Un estudio del IARC publicado en 2023 analizó a exfumadores que recurrieron al vapeo y encontró que, tras cinco años de uso, algunos desarrollaron síntomas respiratorios crónicos, incluyendo tos persistente y disminución de la capacidad pulmonar.
¿Qué riesgos específicos identifican los expertos?
Más allá del cáncer, los expertos alertan sobre otros daños:
- Daño cardiovascular: Según el UK Parliament, el vapeo eleva la presión arterial y aumenta el riesgo de infartos, especialmente en usuarios jóvenes.
- Adicción en adolescentes: Datos de ScienceDaily revelan que un porcentaje significativo de los adolescentes en EE.UU. que prueban vapeadores desarrolla dependencia a la nicotina, una sustancia presente en la mayoría de los líquidos.
- Efectos en el desarrollo pulmonar: El doctor Kumar advirtió que los jóvenes que empiezan a vapear antes de los 18 años tienen mayor probabilidad de sufrir asma o EPOC en la edad adulta, según registros del Hindustan Times.
El CDC ha documentado casos de lesiones en la boca y garganta por el uso de vapeadores, incluyendo quemaduras químicas y úlceras, especialmente en quienes modulan sus dispositivos para aumentar la potencia.

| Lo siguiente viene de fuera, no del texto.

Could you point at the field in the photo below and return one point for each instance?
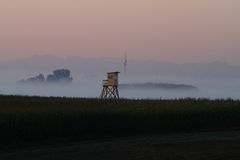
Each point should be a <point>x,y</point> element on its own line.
<point>30,121</point>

¿Qué dice la ciencia sobre el vapeo a largo plazo?
Aunque los estudios son limitados por la corta historia del vapeo (menos de 20 años), el IARC ha clasificado los líquidos para vapear como «probablemente cancerígenos para humanos» (Grupo 2B en su clasificación). «No sabemos qué pasará en 20 o 30 años», declaró un investigador del UK Parliament en un informe de 2022. «Lo que sí sabemos es que no son inocuos y que su uso debe ser regulado con estrictos controles de edad y publicidad».
Un estudio longitudinal citado por KGET.com siguió a un grupo de exfumadores que usaron vapeadores durante una década: algunos desarrollaron enfermedades pulmonares obstructivas crónicas (EPOC), una cifra superior a la esperada en no fumadores.
¿Qué recomiendan los expertos para quienes ya usan vapeadores?
El oncólogo Rajesh Kumar sugirió en The Hindustan Times que, si alguien vapea, debe:
- Reducir la frecuencia: Limitar el uso a sesiones moderadas, según guías del IARC.
- Evitar líquidos con nicotina: Optar por opciones con 0 mg/ml si el objetivo es dejar de fumar.
- Buscar apoyo profesional: Programas como los del CDC ofrecen terapia cognitivo-conductual para dejar tanto el tabaco como el vapeo.
El UK Parliament instó a los gobiernos a prohibir la venta de vapeadores con sabores atractivos para menores, una medida ya implementada en países como Australia y Canadá. «La industria del vapeo ha repetido los mismos errores que el tabaco: publicidad engañosa y productos diseñados para adictos«, declaró un legislador británico en 2023.
¿Qué dice la evidencia sobre el vapeo en comparación con fumar?
Aunque el vapeo no quema tabaco, ScienceDaily destaca que:
- Un cigarrillo tradicional contiene más de 7,000 químicos, mientras que un vapeador libera al menos 100 sustancias tóxicas, incluyendo algunas no presentes en el tabaco.
- Fumar causa la mayoría de los cánceres de pulmón, pero el vapeo —según el IARC— podría contribuir a un porcentaje de casos en usuarios crónicos.
- La nicotina en ambos casos genera dependencia, pero en el vapeo la dosis puede ser más controlable, lo que algunos expertos ven como un «mal menor» para fumadores empedernidos.

Sin embargo, el doctor Kumar aclaró que «no hay un producto ‘menos malo’ cuando se trata de salud pulmonar». «Si no fumas, no empieces a vapear. Y si fumas, busca ayuda para dejarlo, porque ninguna de las dos opciones es segura«.